Darren Dineen

Personal information
- Born: County Kerry, Ireland
- Height: 6 ft 1 in (185 cm)

Sport
- Sport: Hurling
- Position: Forward

Clubs
- Years: Club
- St Brendan's, Ardfert

Club titles
- Kerry titles: 1

Inter-county
- Years: County
- 200?-: Kerry

Inter-county titles
- Munster titles: 0
- All-Irelands: 0
- All Stars: 1

= Darren Dinneen =

Irish hurler

Darren Dineen is a hurler from County Kerry. He plays hurling with Kerry and St Brendan's, Ardfert and also plays football with Ardfert. In 2011 he helped Kerry win their first Christy Ring Cup when they beat Wicklow in the final. He played in the 2013 final but lost out to Down, he later won a Christy Ring All Star.

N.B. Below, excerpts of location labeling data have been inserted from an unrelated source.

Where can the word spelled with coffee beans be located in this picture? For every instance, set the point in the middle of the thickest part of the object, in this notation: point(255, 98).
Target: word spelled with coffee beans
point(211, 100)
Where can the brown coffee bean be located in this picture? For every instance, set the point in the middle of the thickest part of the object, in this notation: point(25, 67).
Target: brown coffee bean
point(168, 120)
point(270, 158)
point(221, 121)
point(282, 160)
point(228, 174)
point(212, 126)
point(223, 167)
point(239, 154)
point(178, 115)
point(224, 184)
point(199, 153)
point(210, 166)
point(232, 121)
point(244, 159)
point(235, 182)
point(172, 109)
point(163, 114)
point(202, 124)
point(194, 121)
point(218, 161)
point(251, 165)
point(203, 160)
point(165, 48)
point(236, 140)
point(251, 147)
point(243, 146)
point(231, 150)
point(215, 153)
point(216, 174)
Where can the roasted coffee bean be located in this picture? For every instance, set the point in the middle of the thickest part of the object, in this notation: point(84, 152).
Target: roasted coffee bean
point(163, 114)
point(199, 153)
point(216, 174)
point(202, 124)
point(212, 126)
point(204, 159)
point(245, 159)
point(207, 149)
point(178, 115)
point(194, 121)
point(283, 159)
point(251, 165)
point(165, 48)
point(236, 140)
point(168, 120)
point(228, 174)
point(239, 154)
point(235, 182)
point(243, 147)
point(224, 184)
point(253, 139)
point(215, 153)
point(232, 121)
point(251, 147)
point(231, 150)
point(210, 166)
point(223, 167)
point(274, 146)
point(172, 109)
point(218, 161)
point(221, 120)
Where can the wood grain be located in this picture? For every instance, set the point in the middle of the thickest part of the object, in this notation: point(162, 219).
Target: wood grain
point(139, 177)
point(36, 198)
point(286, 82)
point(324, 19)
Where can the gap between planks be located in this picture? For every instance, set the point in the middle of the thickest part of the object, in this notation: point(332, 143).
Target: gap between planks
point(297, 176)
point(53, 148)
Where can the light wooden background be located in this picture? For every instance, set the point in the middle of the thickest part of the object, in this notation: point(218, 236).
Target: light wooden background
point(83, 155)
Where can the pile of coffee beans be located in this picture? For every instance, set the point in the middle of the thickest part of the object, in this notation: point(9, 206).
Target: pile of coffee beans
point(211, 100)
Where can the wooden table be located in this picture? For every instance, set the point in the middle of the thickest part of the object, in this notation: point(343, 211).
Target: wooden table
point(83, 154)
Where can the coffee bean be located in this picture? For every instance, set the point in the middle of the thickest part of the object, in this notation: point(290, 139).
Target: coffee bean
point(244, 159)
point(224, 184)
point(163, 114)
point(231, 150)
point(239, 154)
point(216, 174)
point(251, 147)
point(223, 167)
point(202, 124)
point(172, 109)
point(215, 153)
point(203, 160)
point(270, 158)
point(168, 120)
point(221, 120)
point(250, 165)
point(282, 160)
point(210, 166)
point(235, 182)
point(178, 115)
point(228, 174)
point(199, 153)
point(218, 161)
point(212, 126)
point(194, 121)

With Ardfert he was part of the teams that won Kerry Junior Football Championship, Munster Junior Club Football Championship and All-Ireland Junior Club Football Championship, he has also won Kerry Intermediate Football Championship, Munster Intermediate Club Football Championship and All-Ireland Intermediate Club Football Championship.

He won a Kerry U21 Hurling Championship with St Brendan's, Ardfert in 2005. In 2013 he help St Brendan's win a first Senior County title in 23 years.